Illegal detention constitutes assault; Israeli law doesn't permit guards to detain passenger unless a weapon is found, there is suspicion of weapon, or passenger is about to use weapon.

Adalah – The Legal Center for Arab Minority Rights in Israel has obtained evidence confirming that private security guards at Tel Aviv's main public transportation hub have received an illegal directive to detain Arab passengers who are not carrying identification and hold them until the arrival of Israeli police officers.

 

Adalah sent a letter on 17 June 2017 to Israeli Public Security Minister Gilad Erdan, Attorney General Avichai Mandelblit, and to officials at Tel Aviv's central bus station demanding they act to stop the policy of racial profiling and detention carried out by the station's private security personnel.

 

Security guards employed by the Avidar company received a verbal directive from company management to detain Arab passengers entering the bus station who are not carrying identification, on suspicion that they are "illegal aliens", i.e. Palestinians from the West Bank in Israel without Israeli-issued entry permits. According to Avidar's regulations, guards are ordered to detain the passengers until Israeli police arrive: "The directive is that every M ["minority" – a euphemism used to specify Palestinian Arab citizens of Israel] without identification is detained until police arrive."

 

Translation of Whatsapp messages from Avidar supervisor to security guard: "I am informing you that the directives are detention of M [minorities] without identification until police arrive. These are the directives. I don't need any legal advice. Send the correction [of the directives] now. I really hope you operate according to these directives."

 

In his letter, Adalah Attorney Fady Khoury stressed that Avidar's policy is illegal:

 

"The detention of passengers and the demand that passengers produce identification in order to enter the station – even when a check reveals that the passenger is not carrying a weapon – constitute an extreme deviation from the authorities provided by law intended to ensure public safety… The authority of security guards to detain is limited to cases in which, during the course of a check of a passenger at the central bus station entrance: a weapon is discovered; there exists reasonable suspicion that the concerned individual is carrying an illegal weapon; or the individual is about to use a weapon.
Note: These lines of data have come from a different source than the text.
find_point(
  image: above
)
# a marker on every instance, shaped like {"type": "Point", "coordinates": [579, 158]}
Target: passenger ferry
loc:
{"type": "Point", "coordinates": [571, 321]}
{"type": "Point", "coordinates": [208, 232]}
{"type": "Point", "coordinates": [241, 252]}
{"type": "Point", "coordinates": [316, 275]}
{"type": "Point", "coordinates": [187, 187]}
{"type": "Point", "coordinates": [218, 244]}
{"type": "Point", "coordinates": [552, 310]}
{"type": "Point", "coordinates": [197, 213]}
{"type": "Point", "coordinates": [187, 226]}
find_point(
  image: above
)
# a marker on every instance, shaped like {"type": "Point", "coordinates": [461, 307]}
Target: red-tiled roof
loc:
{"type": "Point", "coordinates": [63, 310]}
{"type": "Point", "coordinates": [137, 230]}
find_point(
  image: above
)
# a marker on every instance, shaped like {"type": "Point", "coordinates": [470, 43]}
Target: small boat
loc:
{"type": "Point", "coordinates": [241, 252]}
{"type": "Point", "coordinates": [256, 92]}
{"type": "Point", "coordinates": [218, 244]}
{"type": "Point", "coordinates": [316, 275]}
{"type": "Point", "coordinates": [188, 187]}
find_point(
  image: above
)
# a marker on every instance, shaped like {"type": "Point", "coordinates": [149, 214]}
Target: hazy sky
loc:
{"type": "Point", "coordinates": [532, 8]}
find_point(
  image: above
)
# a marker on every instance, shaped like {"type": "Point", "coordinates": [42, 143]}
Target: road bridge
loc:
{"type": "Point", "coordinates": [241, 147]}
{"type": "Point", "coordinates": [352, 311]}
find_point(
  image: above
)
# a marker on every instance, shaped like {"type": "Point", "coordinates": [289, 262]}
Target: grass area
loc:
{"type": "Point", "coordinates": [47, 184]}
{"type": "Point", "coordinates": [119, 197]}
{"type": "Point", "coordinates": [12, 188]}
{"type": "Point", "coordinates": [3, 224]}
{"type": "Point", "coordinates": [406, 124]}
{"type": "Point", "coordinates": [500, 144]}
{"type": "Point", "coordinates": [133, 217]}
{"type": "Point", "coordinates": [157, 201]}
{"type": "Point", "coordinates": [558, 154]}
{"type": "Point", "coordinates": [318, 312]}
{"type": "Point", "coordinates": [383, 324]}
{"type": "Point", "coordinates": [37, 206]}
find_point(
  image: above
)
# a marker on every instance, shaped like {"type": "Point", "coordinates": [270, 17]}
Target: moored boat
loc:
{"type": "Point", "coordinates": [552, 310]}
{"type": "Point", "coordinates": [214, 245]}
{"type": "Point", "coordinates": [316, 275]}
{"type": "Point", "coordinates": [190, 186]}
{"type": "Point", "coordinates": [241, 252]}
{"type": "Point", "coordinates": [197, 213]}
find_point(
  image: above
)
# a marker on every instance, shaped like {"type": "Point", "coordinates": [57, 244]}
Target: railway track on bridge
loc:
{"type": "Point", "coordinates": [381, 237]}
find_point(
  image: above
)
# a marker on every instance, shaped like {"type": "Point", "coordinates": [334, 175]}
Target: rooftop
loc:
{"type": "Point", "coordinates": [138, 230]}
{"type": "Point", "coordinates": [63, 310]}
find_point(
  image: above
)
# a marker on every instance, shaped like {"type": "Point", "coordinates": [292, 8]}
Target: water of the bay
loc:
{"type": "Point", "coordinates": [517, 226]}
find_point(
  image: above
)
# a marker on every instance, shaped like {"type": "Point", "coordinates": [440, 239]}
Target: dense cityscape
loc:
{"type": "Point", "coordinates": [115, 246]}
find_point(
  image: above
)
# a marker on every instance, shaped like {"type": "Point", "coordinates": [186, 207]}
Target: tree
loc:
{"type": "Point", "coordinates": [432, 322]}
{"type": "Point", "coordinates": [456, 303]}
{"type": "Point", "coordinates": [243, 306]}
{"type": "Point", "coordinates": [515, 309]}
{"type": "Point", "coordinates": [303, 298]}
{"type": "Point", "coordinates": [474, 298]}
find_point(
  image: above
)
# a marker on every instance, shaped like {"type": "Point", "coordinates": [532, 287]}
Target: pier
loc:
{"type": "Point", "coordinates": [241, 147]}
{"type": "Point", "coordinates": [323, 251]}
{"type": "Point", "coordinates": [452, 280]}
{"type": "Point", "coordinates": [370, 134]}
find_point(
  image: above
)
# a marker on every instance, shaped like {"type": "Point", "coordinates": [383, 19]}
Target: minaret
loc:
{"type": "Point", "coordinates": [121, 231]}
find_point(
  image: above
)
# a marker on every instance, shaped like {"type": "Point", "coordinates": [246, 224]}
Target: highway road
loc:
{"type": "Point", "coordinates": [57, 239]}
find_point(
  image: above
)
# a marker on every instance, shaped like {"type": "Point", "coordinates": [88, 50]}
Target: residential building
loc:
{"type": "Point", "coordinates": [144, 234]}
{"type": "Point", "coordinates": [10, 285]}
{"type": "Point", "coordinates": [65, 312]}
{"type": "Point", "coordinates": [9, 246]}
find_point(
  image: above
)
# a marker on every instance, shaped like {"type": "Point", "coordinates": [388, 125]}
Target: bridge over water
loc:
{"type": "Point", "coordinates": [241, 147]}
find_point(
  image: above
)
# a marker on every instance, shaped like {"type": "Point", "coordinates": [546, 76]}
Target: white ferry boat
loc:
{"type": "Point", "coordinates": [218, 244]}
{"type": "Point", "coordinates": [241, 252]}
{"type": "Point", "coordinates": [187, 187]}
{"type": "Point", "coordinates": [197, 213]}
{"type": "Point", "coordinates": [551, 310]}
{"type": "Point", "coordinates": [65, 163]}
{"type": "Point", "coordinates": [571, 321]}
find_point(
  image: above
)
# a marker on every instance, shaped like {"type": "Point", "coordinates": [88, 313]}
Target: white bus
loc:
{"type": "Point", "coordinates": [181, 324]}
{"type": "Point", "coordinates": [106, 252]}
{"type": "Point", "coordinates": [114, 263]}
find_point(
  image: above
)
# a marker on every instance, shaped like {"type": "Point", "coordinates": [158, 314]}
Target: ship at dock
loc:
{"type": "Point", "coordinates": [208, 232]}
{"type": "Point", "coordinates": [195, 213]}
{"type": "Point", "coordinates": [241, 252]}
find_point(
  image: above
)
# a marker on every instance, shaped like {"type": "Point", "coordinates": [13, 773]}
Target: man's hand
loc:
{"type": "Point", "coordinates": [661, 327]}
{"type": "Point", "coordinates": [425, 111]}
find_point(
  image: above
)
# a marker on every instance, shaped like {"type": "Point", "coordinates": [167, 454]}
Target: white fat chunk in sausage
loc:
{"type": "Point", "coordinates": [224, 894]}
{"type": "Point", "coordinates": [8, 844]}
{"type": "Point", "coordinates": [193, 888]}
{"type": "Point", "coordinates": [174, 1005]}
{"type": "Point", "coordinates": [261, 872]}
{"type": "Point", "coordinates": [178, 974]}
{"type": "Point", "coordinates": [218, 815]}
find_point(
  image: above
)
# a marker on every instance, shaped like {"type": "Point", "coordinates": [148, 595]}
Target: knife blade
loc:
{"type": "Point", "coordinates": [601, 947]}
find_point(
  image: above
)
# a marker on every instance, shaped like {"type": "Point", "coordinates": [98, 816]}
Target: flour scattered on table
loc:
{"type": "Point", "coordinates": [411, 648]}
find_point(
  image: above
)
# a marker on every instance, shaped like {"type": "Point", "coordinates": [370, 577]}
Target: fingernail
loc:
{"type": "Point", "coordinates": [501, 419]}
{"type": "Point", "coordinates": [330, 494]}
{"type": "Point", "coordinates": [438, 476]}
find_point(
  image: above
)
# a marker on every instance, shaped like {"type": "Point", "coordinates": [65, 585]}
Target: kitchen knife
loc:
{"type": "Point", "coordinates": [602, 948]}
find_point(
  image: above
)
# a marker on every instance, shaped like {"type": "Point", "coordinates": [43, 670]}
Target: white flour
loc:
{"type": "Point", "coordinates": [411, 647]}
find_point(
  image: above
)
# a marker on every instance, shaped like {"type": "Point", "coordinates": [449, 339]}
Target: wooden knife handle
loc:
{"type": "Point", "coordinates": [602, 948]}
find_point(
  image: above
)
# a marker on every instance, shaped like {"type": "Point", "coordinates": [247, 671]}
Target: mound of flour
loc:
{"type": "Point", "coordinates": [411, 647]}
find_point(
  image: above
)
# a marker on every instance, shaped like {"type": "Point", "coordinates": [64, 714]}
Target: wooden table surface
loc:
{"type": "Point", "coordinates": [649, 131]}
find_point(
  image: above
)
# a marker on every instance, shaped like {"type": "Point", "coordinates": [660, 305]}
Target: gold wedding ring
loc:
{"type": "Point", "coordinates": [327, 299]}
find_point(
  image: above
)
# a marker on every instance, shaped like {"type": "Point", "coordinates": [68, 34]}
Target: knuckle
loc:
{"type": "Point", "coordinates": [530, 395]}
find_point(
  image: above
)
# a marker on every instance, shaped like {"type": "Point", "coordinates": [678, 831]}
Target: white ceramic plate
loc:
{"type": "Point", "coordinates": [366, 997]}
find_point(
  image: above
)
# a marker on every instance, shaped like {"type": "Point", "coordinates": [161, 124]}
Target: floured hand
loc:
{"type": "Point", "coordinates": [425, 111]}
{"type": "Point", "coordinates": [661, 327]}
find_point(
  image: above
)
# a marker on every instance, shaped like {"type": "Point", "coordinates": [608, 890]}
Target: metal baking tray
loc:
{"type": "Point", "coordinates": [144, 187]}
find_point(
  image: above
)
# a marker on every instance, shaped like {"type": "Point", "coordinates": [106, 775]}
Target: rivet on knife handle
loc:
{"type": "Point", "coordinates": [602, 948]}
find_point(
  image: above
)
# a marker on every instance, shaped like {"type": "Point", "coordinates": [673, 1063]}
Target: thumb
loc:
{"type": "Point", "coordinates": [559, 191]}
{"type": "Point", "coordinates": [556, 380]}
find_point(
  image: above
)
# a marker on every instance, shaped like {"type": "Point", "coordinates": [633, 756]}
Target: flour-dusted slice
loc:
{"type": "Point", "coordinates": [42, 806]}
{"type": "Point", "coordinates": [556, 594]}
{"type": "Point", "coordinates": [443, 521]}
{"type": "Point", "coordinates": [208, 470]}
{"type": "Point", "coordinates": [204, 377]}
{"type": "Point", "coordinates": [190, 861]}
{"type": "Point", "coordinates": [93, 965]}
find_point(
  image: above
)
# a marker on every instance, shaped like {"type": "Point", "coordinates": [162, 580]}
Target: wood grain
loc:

There is no law that authorizes station security guards to detain for anything other than these reasons."

 

Attorney Khoury further emphasized:

 

"The denial of an individual's liberty via detention without legal authority is tantamount to assault."

 

Adalah's letter also noted the racist nature of the practice:

 

"The demand for passengers to provide identification is not universal but rather stems from a policy of national [ethnic] profiling based upon the physical appearance of those passing through the station's gates. This policy is fundamentally unacceptable as it uses ethnic/national affiliation as an indication of increased suspicion rather than the characteristics of individual passengers… This policy – and the resulting practice – is racist in nature."

 

The Avidar security company responded to Adalah's letter on 26 June 2017 as follows:

 

"Avidar rejects your claims regarding (alleged) racist or discriminatory conduct on the part of its employees directed at the Arab public or minorities in general at the central bus station site."

 

Attorney Khoury said in response to Avidar's denial:

 

"Avidar's denial of this policy – despite the evidence we have produced – is surprising. The company must act immediately to clarify procedures and direct its guards to act in accordance with the law."